Tension on the oil market

By 23/04/2019News
dax

23.04.2019 – Daily Report. It seems like, the brokers in Frankfurt are taking it easy after Easter. New impulses should come from some economic data and the US balance sheet season. The situation on the oil market is far more interesting: There, the US administration has slightly shocked investors with the deletion of the last exceptions to the Iran sanctions. This could also torpedo the negotiations between China and the USA in the customs dispute – and thus bring the stock markets to their knees.

Waiting in Frankfurt

News was thin on the ground on the German stock exchange, just as it was in global trading. The DAX, for example, crumbled slightly at the start of the new trading week, and the index was just under 12,200 points in the morning. Investors first took profits; The DAX had risen to its highest level for six months on Maundy Thursday in the course of trading; the leading index ended the day around half a percent firmer at 12,222 points. On Tuesday, investors once again focused their attention on the Wirecard share, which at times slumped by around 7 percent after the end of the short-selling ban. The financial supervisory authority Bafin had issued the ban for two months as a precautionary measure against short attacks.

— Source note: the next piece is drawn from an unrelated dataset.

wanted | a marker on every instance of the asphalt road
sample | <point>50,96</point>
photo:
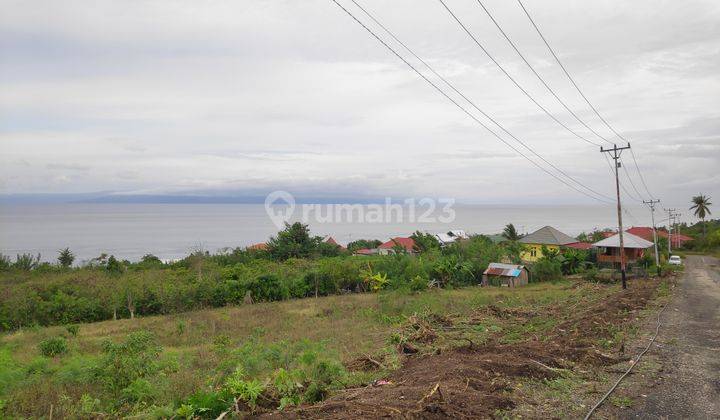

Iran sanctions versus China deal

The biggest activity was in the energy market – volatility seems to be pre-programmed in the coming weeks, which will not shock professional CFD traders. The White House surprised investors on Easter Monday with the announcement that the last exceptions to the oil sanctions against Iran would expire on May 1st. After US Secretary of State Mike Pompeo’s press conference, oil prices rose to a six-month high. Many investors had expected the special arrangements to be extended. The market already seems tense to many traders anyway, as supply shortfalls in the crisis countries Venezuela and Libya are already scarce.
In May last year, the US allowed eight countries to continue importing Iranian oil to a limited extent – including China and India, which are still buying crude in Iran. And this is a link to the stock market: Wall Street is not the only one hoping for a deal in the customs dispute between the People’s Republic of China and the USA. The negotiations could be jeopardized by the new irritant topic of Iran oil.

How will OPEC react?

US President Donald Trump wants to force the mullah regime to stop its nuclear weapons program, stop missile testing and stop supporting terrorist groups in the Middle East. The Iranian gap is to be closed by Saudi Arabia and other OPEC countries, the president twittered. Trump also explained that he expects the oil cartel to abandon its five-month production restrictions. They have pushed up the price of oil this year. Accordingly, the inventory data for the US crude oil stocks of the American Petroleum Institute (API), which will be received today at 22.30 hrs, will become particularly important.

Asian stock markets without a clear trend

Against the background of the Iran sanctions, the Asian stock markets were restrained, especially as the balance sheet season also begins there. There was also speculation on the Chinese floor about a reduction in government stimulus packages. For example, the Chinese CSI 300 closed 0.2 percent lower at 4,019 points, while the Nikkei rose by a moderate 0.2 percent to 22,260 positions.

Wall Street listless

The oil price and bad data from the real estate market had also slowed down investors on Wall Street on Easter Monday. With an extremely low volume, the Dow Jones Industrial slipped by around 0.2 percent to 26,511 points. The S&P 500 recorded a moderate gain of 0.1 percent to 2908 positions, while the Nasdaq 100 gained 0.3 percent to 7714 points. Data on the start of construction and building permits for March had already been announced on Friday, and were worse than expected. On Monday, sales of existing real estate in March were also below forecasts.

This is what the day brings

Once again new data on the US real estate market will arrive today at 16:00, then the new buildings sold will be reported for March in the United States.
At the same time, the consumer confidence index in the Euro-Zone is ticking in April.
Meanwhile, the US balance season continues: Coca-Cola is to present figures before 1 p.m. German time, including Procter & Gamble and Verizon. The balance sheets of Texas Instruments and Ebay are expected after the close of trading.
We are curious to see how Wall Street, DAX and co. react and wish you successful trades with Germany’s best CFD brokers!